LTG Gainey, commanding general of the United States Army Space and Missile Defense Command (USASMDC) hinted at the issue during a House Armed Services subcommittee hearing in April when he said the Golden Dome also includes left-of-launch operations, providing deny, delay, disrupt and degrade missile defeat effects in coordination with global combatant commands, the Intelligence Community, Joint Staff, interagency, and Office of the Secretary of Defense. This still does not highlight the need for early warning.

The U.S. can detect missile launches with its existing Space-Based Infrared System satellites in geosynchronous orbit. These satellites can tell where a ballistic missile is going and where its warheads are likely to fall, but the United States wants to develop better warning and tracking by creating a Custody Layer — satellites that will watch where all the other guy’s stuff is — and a Tracking Layer that could also determine where more sophisticated weapons, like hypersonic missiles, are headed.

Fred Kennedy, the inaugural director of the U.S. Space Development Agency and a former director of DARPA’s Tactical Technology Office, shares in Aerospace America, his vision of a Custody Layer, a constellation that would be equipped with moving target indicator radar, imaging radar and other sensors, to keep tabs on an adversary’s offensive “internet of things.” …..These satellites would be the equivalent of Joint Surveillance Target Attack Radar System and U-2 aircraft, but in space. To strike a missile, you have to know where it could be launched from, after all. Complementing the Custody Layer was the Tracking Layer, the satellites that would detect and track hypersonic or ballistic weapons after launch.

This is all important work and needed but note, it is all focused on launch.

If decisionmakers are being told by the space-based interceptors that attacks are on the way—there is only one option, to intercept. But what if those interceptors misread the information or what if they did not read the tracking in time? In either scenario it could be the beginning of a catastrophic event that is based on a mistake.

For that reason, we need to start with the intelligence and put as much effort into that as we are on the interceptors. Collaboration with the Pentagon and other agencies that track satellite imagery is key. I would also add that the Defense Intelligence Agency needs to play a primary role in this initiative which must include increased human intelligence and all forms of open source to include commercial data.

With the intelligence community and department of defense getting smaller, we need to work together more than ever. Defending our nation is a team sport that requires strong intelligence to set up decision makers and operators to make the best decisions possible, helping to mitigate risk. This cannot happen without the defense and intelligence communities working together to provide the first warning—way before launch. Now is the time to push the intelligence community to upgrade technologies that track missiles by providing warning of aberrations in patterns before launch.

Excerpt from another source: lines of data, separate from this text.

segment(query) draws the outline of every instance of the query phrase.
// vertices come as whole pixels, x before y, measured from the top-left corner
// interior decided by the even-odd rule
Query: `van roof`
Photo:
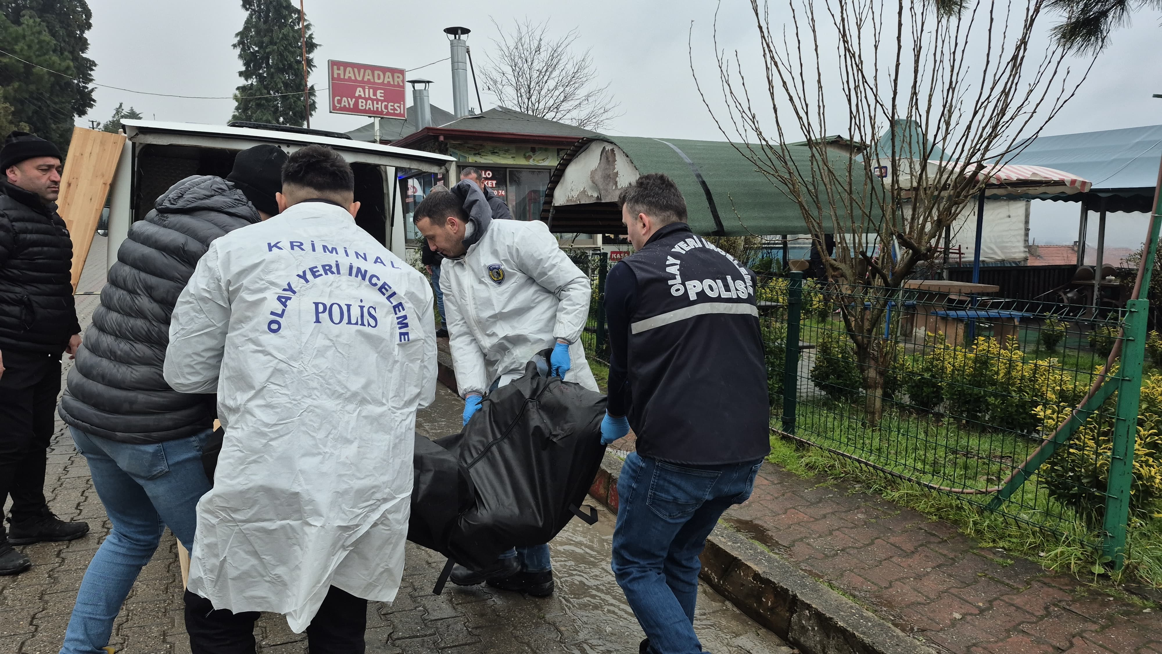
[[[336,150],[367,152],[373,154],[386,154],[399,159],[411,159],[417,163],[424,161],[428,163],[429,165],[430,164],[444,165],[449,161],[456,160],[454,158],[447,157],[445,154],[437,154],[435,152],[424,152],[422,150],[408,150],[407,148],[395,148],[393,145],[379,145],[376,143],[367,143],[349,138],[333,138],[330,136],[295,134],[290,131],[214,125],[205,123],[142,121],[132,118],[121,121],[121,123],[125,125],[125,128],[128,128],[125,129],[125,132],[130,137],[137,132],[150,132],[150,131],[170,132],[170,134],[177,132],[177,134],[206,135],[206,136],[238,138],[245,141],[274,142],[274,143],[294,143],[294,144],[317,143],[321,145],[330,145]]]

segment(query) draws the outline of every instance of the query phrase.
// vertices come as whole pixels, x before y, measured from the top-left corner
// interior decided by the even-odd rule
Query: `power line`
[[[115,91],[124,91],[125,93],[137,93],[139,95],[157,95],[157,96],[160,96],[160,98],[182,98],[185,100],[234,100],[236,98],[239,99],[239,100],[242,100],[242,99],[253,99],[253,98],[280,98],[280,96],[284,96],[284,95],[299,95],[297,91],[294,91],[292,93],[271,93],[271,94],[267,94],[267,95],[237,95],[237,96],[235,96],[235,95],[177,95],[177,94],[173,94],[173,93],[151,93],[149,91],[134,91],[132,88],[122,88],[120,86],[109,86],[108,84],[98,84],[95,81],[85,82],[85,81],[81,81],[81,80],[79,80],[79,79],[70,76],[70,74],[66,74],[66,73],[63,73],[63,72],[59,72],[59,71],[55,71],[52,69],[45,69],[44,66],[42,66],[40,64],[34,64],[33,62],[29,62],[28,59],[21,59],[20,57],[13,55],[12,52],[6,52],[3,50],[0,50],[0,55],[5,55],[5,56],[8,56],[8,57],[12,57],[13,59],[16,59],[17,62],[23,62],[23,63],[26,63],[26,64],[28,64],[30,66],[36,66],[36,67],[38,67],[41,70],[49,71],[50,73],[58,74],[58,76],[64,77],[64,78],[69,78],[72,81],[76,81],[76,82],[79,82],[79,84],[92,85],[92,86],[100,86],[102,88],[113,88]],[[428,66],[431,66],[433,64],[438,64],[440,62],[446,62],[449,59],[451,59],[451,57],[444,57],[443,59],[438,59],[436,62],[432,62],[431,64],[424,64],[424,65],[419,66],[418,69],[408,69],[404,72],[409,72],[410,73],[411,71],[418,71],[419,69],[426,69]],[[322,86],[322,87],[315,88],[315,91],[327,91],[328,88],[330,88],[330,87],[329,86]]]

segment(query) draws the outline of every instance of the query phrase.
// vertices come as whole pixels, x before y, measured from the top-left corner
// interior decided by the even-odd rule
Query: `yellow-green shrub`
[[[1117,394],[1107,402],[1107,410]],[[1063,423],[1071,411],[1061,404],[1039,408],[1046,433]],[[1075,509],[1091,525],[1105,516],[1105,490],[1110,479],[1110,454],[1113,450],[1112,416],[1091,415],[1069,441],[1046,462],[1041,483],[1049,495]],[[1146,517],[1162,498],[1162,374],[1142,380],[1134,444],[1133,480],[1129,487],[1132,517]]]

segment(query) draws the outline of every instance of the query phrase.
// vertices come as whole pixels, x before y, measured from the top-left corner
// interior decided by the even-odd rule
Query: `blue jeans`
[[[436,292],[436,308],[439,310],[439,326],[447,329],[447,315],[444,314],[444,292],[439,288],[439,266],[432,266],[432,290]]]
[[[113,620],[153,556],[166,525],[193,549],[198,500],[210,489],[202,448],[210,431],[155,443],[119,443],[70,427],[88,461],[93,487],[113,531],[80,582],[62,654],[96,654],[109,644]]]
[[[614,575],[657,654],[702,652],[698,555],[718,518],[751,496],[762,460],[680,466],[631,452],[617,480]]]
[[[532,545],[530,547],[514,547],[497,556],[497,559],[509,559],[519,556],[521,569],[526,573],[543,573],[553,569],[552,561],[548,560],[548,545]]]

By using Artificial Intelligence (AI) to synthesize critical technical collection with anomalies in open source (OSINT), commercial (CAI), and personal (PAI) data, we could have the cultural breakthrough we need to change how the intelligence community uses technical collection fused with OSINT, CAI, PAI and AI. Against this national security backdrop, we could have our first big win in changing how we process intelligence and safeguard the US. NGA’s Maven program is a big step in the right direction of fusing intelligence to support DoD and the rest of the national security establishment. This practice needs to be more widespread.

Now is the time to use proven technology with expert analysis to provide decision makers increased time and space to counter aerial attacks on the homeland. The resources involved, compared to the amount needed for satellites and lasers to shoot down the missiles, is minimal. This action can be started now, the technology exists. Putting in place early warning buys time for the US to develop the rest of the Golden Dome security.